Alexa data is poo. Junk. Garbage. Completely detached from reality.
That’s the consensus among most bloggers and tech-oriented webmasters. The common claims are that Alexa is flawed because:
- It’s easily manipulated (perhaps not as easily as some think)
- It’s skewed towards Internet Explorer users (although there’s now a FireFox version of the toolbar)
- It’s skewed towards Webmasters
- It’s skewed towards Chinese users
- It blows off secure websites (the toolbar turns itself off)
I won’t debate these points. They’re all mostly true. Just do a quick Google on “Alexa sucks” or “Alexa flaws”, and you’ll have all the evidence you need to confirm that Alexa has its share of shortfalls. All of Alexa’s data is based on a selective sampling of all Internet users…and Alexa freely admits that it’s an imperfect sampling at that (see the important disclaimers and known biases posted on Alexa’s website). Unfortunately, because of Alexa’s flaws, many people completely discount Alexa as a useful tool.

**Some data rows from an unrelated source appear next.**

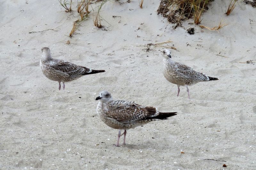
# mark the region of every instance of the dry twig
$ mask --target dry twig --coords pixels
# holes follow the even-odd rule
[[[140,0],[139,0],[139,6],[140,6],[140,8],[142,8],[142,4],[143,4],[143,1],[144,0],[140,0]]]
[[[229,5],[228,5],[228,10],[227,10],[227,12],[225,13],[225,14],[227,15],[228,15],[230,14],[236,7],[236,5],[237,4],[238,0],[231,0]]]
[[[63,0],[63,2],[62,0],[58,0],[60,5],[64,7],[66,9],[65,11],[67,12],[69,12],[70,11],[72,11],[72,10],[71,9],[71,4],[72,3],[72,0],[70,0],[70,2],[69,0]],[[69,6],[69,7],[68,6]]]
[[[212,31],[212,30],[216,30],[218,31],[218,31],[221,28],[223,27],[224,27],[224,26],[226,26],[228,25],[228,24],[225,24],[225,23],[226,23],[225,22],[224,23],[224,24],[221,24],[221,22],[222,22],[222,21],[223,20],[222,19],[222,18],[221,18],[221,20],[220,20],[220,24],[219,24],[219,26],[215,26],[214,27],[213,27],[213,28],[210,28],[209,27],[207,27],[207,26],[199,26],[200,27],[201,27],[201,28],[207,28],[207,29],[208,29],[208,30],[210,30],[211,31]]]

What I’m here to tell you is that it doesn’t matter how flawed Alexa is—it’s still incredibly useful!
ALEXA DATA IS POO, BUT IT’S GOLDEN POO!
To maximize the effectiveness of any tool, you have to be able to separate the wheat from the chaff..to discard the useless in favor of the useful. Alexa data may be near worthless for some applications, but it’s hard to beat for others. That’s especially true when you consider the cost (free!).

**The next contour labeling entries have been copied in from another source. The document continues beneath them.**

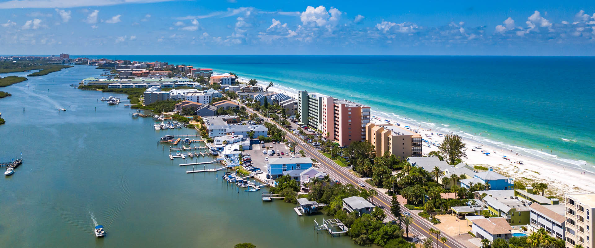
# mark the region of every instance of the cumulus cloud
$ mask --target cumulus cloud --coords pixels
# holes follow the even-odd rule
[[[67,11],[64,10],[58,10],[57,8],[55,9],[55,10],[56,12],[58,12],[58,14],[60,15],[60,18],[62,18],[62,22],[63,23],[68,22],[68,21],[70,20],[70,13],[71,12],[71,11],[70,11],[70,10]]]
[[[304,25],[315,23],[316,26],[326,25],[329,17],[328,12],[324,6],[320,5],[316,8],[312,6],[306,7],[306,11],[302,12],[300,20]]]
[[[149,18],[151,18],[151,15],[147,14],[145,15],[145,18],[140,19],[140,21],[149,21]]]
[[[99,11],[95,10],[87,15],[87,18],[84,20],[84,22],[89,24],[97,23],[97,17],[99,14]]]
[[[355,23],[359,23],[359,22],[362,21],[362,20],[364,20],[364,18],[365,17],[364,17],[364,15],[356,15],[355,19],[353,20],[353,22]]]
[[[122,16],[122,15],[114,15],[111,18],[105,21],[105,23],[110,23],[110,24],[118,23],[121,21],[120,20],[120,17],[121,16]]]
[[[535,11],[535,12],[533,12],[533,14],[531,15],[527,20],[528,20],[525,22],[525,23],[527,23],[527,25],[529,27],[530,29],[533,29],[536,26],[539,27],[552,27],[552,23],[542,17],[541,14],[537,10]]]
[[[184,23],[182,23],[181,25],[178,25],[179,23],[181,23],[181,21],[178,21],[177,23],[176,23],[176,26],[181,26],[184,24]],[[190,21],[190,23],[192,24],[192,26],[183,27],[180,28],[180,29],[186,31],[196,31],[198,30],[199,23],[198,21],[196,20],[196,19],[193,20],[192,21]]]
[[[2,27],[8,27],[15,25],[17,25],[17,23],[14,21],[11,21],[10,20],[8,21],[7,21],[6,23],[0,24],[0,26],[2,26]]]
[[[25,22],[24,25],[23,25],[21,28],[23,29],[37,29],[42,26],[41,20],[33,19]]]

What Alexa Data Is NOT Good For:
- Comparing relative traffic among blogs or websites with different target audiences
- Drawing accurate conclusions about the actual traffic, number of visitors, or “reach” of any website
What Alexa IS Good For:
- Identifying “events of interest” in blog or website’s history for further research. A spike in traffic = they did something right. A steep decline = they did something wrong!

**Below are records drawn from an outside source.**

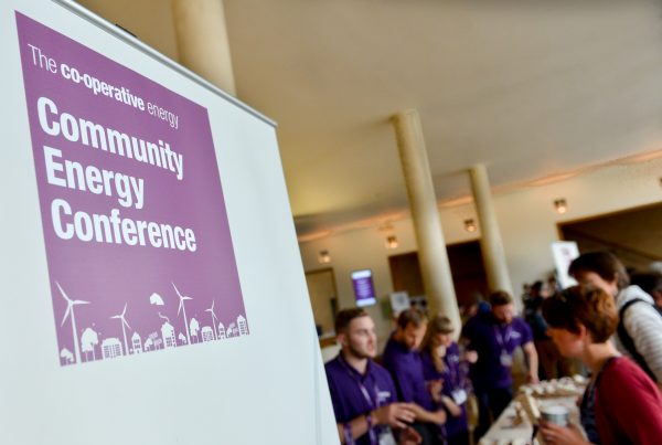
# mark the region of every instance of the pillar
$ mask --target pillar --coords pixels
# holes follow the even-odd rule
[[[477,165],[471,168],[470,177],[481,232],[480,248],[488,274],[488,286],[490,292],[505,290],[514,298],[501,232],[499,231],[496,213],[492,203],[488,169],[484,165]]]
[[[173,0],[180,63],[236,96],[223,0]]]
[[[450,318],[457,328],[456,333],[459,333],[460,311],[441,231],[420,118],[415,109],[408,109],[393,116],[392,121],[407,187],[420,272],[430,314],[441,312]]]

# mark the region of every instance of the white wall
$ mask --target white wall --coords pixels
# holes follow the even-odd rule
[[[662,201],[662,159],[636,165],[610,166],[548,186],[496,194],[494,208],[499,219],[513,288],[544,278],[554,268],[549,250],[558,241],[557,223],[613,212]],[[559,215],[553,201],[565,198],[568,211]],[[480,231],[468,233],[463,220],[476,218],[473,204],[441,208],[441,225],[448,244],[476,240]],[[350,272],[372,268],[377,294],[385,298],[393,292],[388,256],[417,250],[412,221],[396,221],[393,234],[399,246],[385,247],[386,234],[378,226],[349,231],[321,240],[299,243],[306,271],[320,268],[318,253],[328,250],[335,273],[341,308],[354,304]],[[381,346],[391,329],[381,308],[369,309],[375,318]]]

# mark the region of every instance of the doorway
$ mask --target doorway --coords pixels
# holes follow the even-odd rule
[[[609,251],[629,269],[662,262],[662,203],[559,223],[558,232],[579,252]]]
[[[338,292],[333,268],[307,272],[306,284],[318,335],[333,332],[338,311]]]

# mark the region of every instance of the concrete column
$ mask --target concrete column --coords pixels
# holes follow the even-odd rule
[[[430,315],[444,314],[450,318],[459,333],[460,311],[452,285],[444,232],[441,232],[420,118],[415,109],[408,109],[393,116],[392,121],[407,186],[418,244],[418,259],[425,293],[430,304]]]
[[[514,298],[513,286],[505,262],[505,253],[503,252],[501,232],[499,231],[499,223],[494,213],[494,205],[492,204],[488,169],[483,165],[474,166],[470,170],[470,176],[473,201],[476,202],[478,222],[480,224],[480,248],[488,274],[488,286],[490,287],[490,292],[505,290]]]
[[[236,96],[223,0],[172,0],[180,63]]]

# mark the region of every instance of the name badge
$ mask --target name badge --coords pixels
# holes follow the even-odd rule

- Looking at macro trends in a particular website’s traffic growth (or decline)…independent of other sites. Although Alexa data is skewed, at least it’s pretty consistently skewed.
- If you’re interested in advertising revenue, a good Alexa ranking is highly valued by some advertisers. So it can pay to figure out what others have done that has helped them increase their Alexa ranking.
The bottom line is that, despite all the shortcomings, Alexa data is a fantastic research tool. If you are a blogger or webmaster that’s interested in increasing traffic to your website, what better way than to learn from the successes and mistakes of those who’ve gone before you? Alexa data can lead you to the secrets of blogging success. It’s freely available and easy to access. Set your expectations appropriately and you may be pleasantly surprised by what you find.